Miami Heat's LeBron James (R) stands with teammates Chris Bosh (C) and Dwyane Wade (L) during a stop in play against the Dallas Mavericks' in the second half during Game 4 of the NBA Finals basketball series in Dallas, Texas, June 7, 2011. [Photo/Agencies]
MIAMI - The Miami Heat's 'Big Three' failed to deliver the NBA title in their first year together with the team's inconsistency and at times lack of cohesion, costing them in their defeat to the Dallas Mavericks in the finals.
Those American sports fans who objected to the way LeBron James and Chris Bosh left their teams in free agency to link with Dwyane Wade in Miami, will have enjoyed the way the more modestly assembled Mavericks won the series 4-2 through all-round team play.
For the Heat though there was a clear feeling of falling short of their much publicised goal.
"There's certainly an emptiness right now with our group," said Heat coach Erik Spoelstra. "We've been through a heck of a lot this season, where in many ways it felt like two seasons built in one.
"There's no excuses. There's no blame. Sometimes you simply come up short.
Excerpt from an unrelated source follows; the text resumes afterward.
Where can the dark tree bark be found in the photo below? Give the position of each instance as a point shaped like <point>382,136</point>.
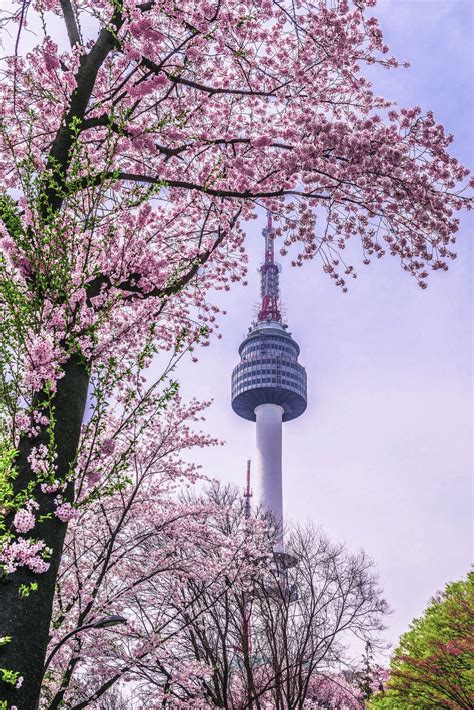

All of the story lines and noise out there, that had nothing to do with this series and the outcome.
"But it doesn't make it feel any easier for the guys in the locker room.
"One day we'll probably be able to look back on this, sometime this summer, when the emptiness and the pain leaves, and we'll feel better about what happened.
"It's a special group. A lot of guys sacrificed to make this happen. It was unfortunate we just came up short.
Americans, like most neutral fans, love backing the underdog and that support had an extra potency this year with the Heat being the team so many love to hate James, for various reasons, becoming a cartoon villain.
For Spoelstra it all seemed a little ridiculous. "LeBron has been a lightning rod for a lot of everything," the coach added. "Criticism, and a lot of the noise that's been created outside. I think it's really unfair.
"He made a tremendous sacrifice to come here, and he's been an ultimate team player. He should not be criticised for that," he said, referring to James' decision - like Wade and Bosh - to take a pay cut to join forces in South Florida.
The Heat's plans for next year will surely involve an examination of their bench options, though what will be looked at in the coming days will be what appeared to be a lack of vibrancy in the Heat's performance in game six and Bosh suggested Dallas had shown the greater desire.
"They wanted it more than we did. They played great, we came up short and that's it really. We played together, they just did a better job. They were the better team," he said.
The Heat though are not alone in being a top team who fell short of expectations and Spoelstra said he hoped the season would be viewed as a learning process on the way to better things.
"It could be that it is a rite of passage, but that's not what we were thinking about now," he said.
"But we still have a young core. It's a bright future."